The Portuguese tax authority has started to deny withholding tax refunds (requested by non-resident recipients who had not yet completed the two-year holding period required for the application of the Interest and Royalties Directive by the time the relevant interest was due) based on a lack of beneficial ownership. There have also been instances where treaty benefits were denied on the same basis, but this is less common. It may also only be a matter of time before the application of the Parent-Subsidiary Directive is challenged on the same basis.
When considering whether the recipient is the beneficial owner of the relevant payment, the Portuguese tax authority follows the CJEU’s reasoning in the Danish conduit cases, i.e., the concept of beneficial owner should be interpreted as designating an entity who actually benefits from the income that is paid to it. Hence, an entity should not be considered as benefiting from the income paid to it when it serves as a mere conduit company that lacks economic substance.
An entity should, in principle, be deemed to act as a conduit company when all or almost all of the income is passed on by it to entities which do not fulfil the conditions for the application of the Interest and Royalties Directive.
The absence of actual economic substance must be inferred from an analysis of all the relevant factors relating, in particular, to the management of the company, its balance sheet, the structure of its costs and expenditure actually incurred, the staff that it employs, and the premises and equipment that it has.

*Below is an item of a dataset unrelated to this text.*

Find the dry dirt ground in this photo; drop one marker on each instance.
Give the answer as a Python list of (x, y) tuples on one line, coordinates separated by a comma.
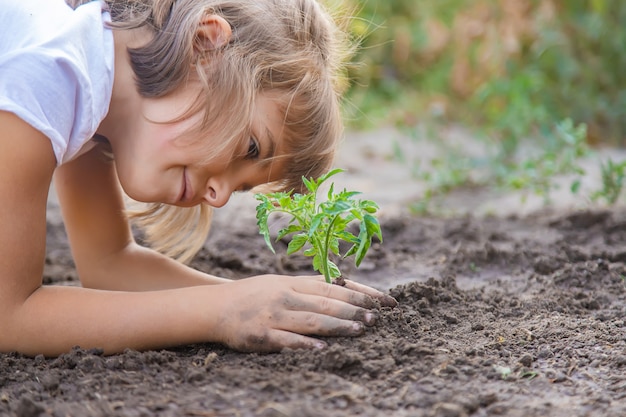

Cases concerning questions of beneficial ownership have reached the Portuguese courts but have, so far, focused on procedural points, rather than a substantive application of the test. There has, for example, been a case concerning beneficial ownership in the context of the Portugal/ Canada double tax treaty (Case 45/10.2BELR (Tribunal Central Administrativo Sul)). The court decided that, because the Canadian tax authorities had certified on the relevant form that the conditions for the application of the treaty were fulfilled, the burden of proving that the Canadian Trust in receipt of the relevant income was not its beneficial owner rested on the Portuguese tax authority, and not the taxpayer. As the tax authority had failed to discharge that burden, the treaty applied, and the relevant tax had to be refunded.
Where the recipient is not the beneficial owner of the relevant income, it is unclear whether one could look through to the actual beneficial owner, for example to apply the double tax treaty between Portugal and the beneficial owner’s jurisdiction. This is not expressly provided for in the legislation and, so far, there has been no case law on the point, but the Portuguese tax authority tends to accept such an approach.